President Ruth Simmons officially opened the University's 246th year Wednesday afternoon, formally welcoming new members of the Brown community.
Following tradition, incoming students marched through the Van Wickle Gates to the Main Green as parents, equipped with camcorders and cameras joined other onlookers cheering from the sidelines. The class of 2013, in turn, forwarded the ovation to faculty members donning colorful robes as they walked down the aisle to take their seats.
The ceremony took a mirthful tone, but President Simmons's speech did not overlook the realities of the economic times.
"This year, the fallout of the financial crisis will continue," President Simmons said.
But while University services may be slower and events "less lavish," Simmons said, the University will preserve "things of greater value." For example, last year a donor contributed $30 million in support of financial aid, she said.

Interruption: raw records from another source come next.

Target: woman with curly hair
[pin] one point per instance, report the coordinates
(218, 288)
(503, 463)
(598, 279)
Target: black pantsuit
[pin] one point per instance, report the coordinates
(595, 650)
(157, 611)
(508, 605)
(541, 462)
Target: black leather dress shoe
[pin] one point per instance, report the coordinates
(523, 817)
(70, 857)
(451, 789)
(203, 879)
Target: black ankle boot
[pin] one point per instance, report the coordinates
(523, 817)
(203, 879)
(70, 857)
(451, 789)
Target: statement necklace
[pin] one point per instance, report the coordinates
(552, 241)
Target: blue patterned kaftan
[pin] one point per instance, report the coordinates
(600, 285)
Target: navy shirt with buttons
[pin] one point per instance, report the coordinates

Simmons also cited current and upcoming construction projects as evidence that the Brown community had rallied in the face of economic challenge and that campus progress has not abated.
Following President Simmons, Professor of Biology Johanna Schmitt marked the year of Darwin's 200th birthday by invoking a variety of evolutionary metaphors to welcome new students to campus. Schmitt drew on her expertise in evolutionary ecology for the subject of her keynote speech, entitled "Natural Selection in an Age of Global Change."
Although 245 classes have preceded this year's freshmen, Schmitt told the first-years that they had arrived at Brown in an "extraordinary year." Beyond the particular economic climate, Schmitt said this year was special because of Darwin's birthday.
Schmitt told the class of 2013 that while there is "overwhelming" evidence and consensus within the scientific community in favor of evolution, the theory remains a "social controversy," especially in religious circles. She prompted students to accept or reject the theory of evolution, or any theory they encounter during their college careers, by examining the evidence with a critical eye.
Schmitt also addressed Darwin's theory of natural selection in a contemporary context. Describing Darwin's original theory that the essence of evolution is pure life-or-death competition between individuals as "overly simplistic," she implored students to work collaboratively, cautioning that selfish behavior may only have "short-term benefits."
"Cooperation and altruistic behavior will benefit you as well as the people around you," she said. "So think about that during organic chemistry."
Schmitt jokingly promised "gratuitous" advice at the start of her speech, and she kept her word.
"Structure your niche at Brown," she encouraged the new students. "I challenge you to evolve into the person you want to be."
Several students said that while they found Schmitt to be passionate about her field, they had difficulty personally connecting with her speech.
"I am not a science person so it didn't resonate with me," Maya Harjo '13 said.
All students interviewed, however, were enthused by President Simmons' presence.
"Ruth looked like a baller in her hat and robe. She just looks awesome up there. I'm a fan thus far," said Max Potkin '13. "I got more excited for Brown after hearing her speech."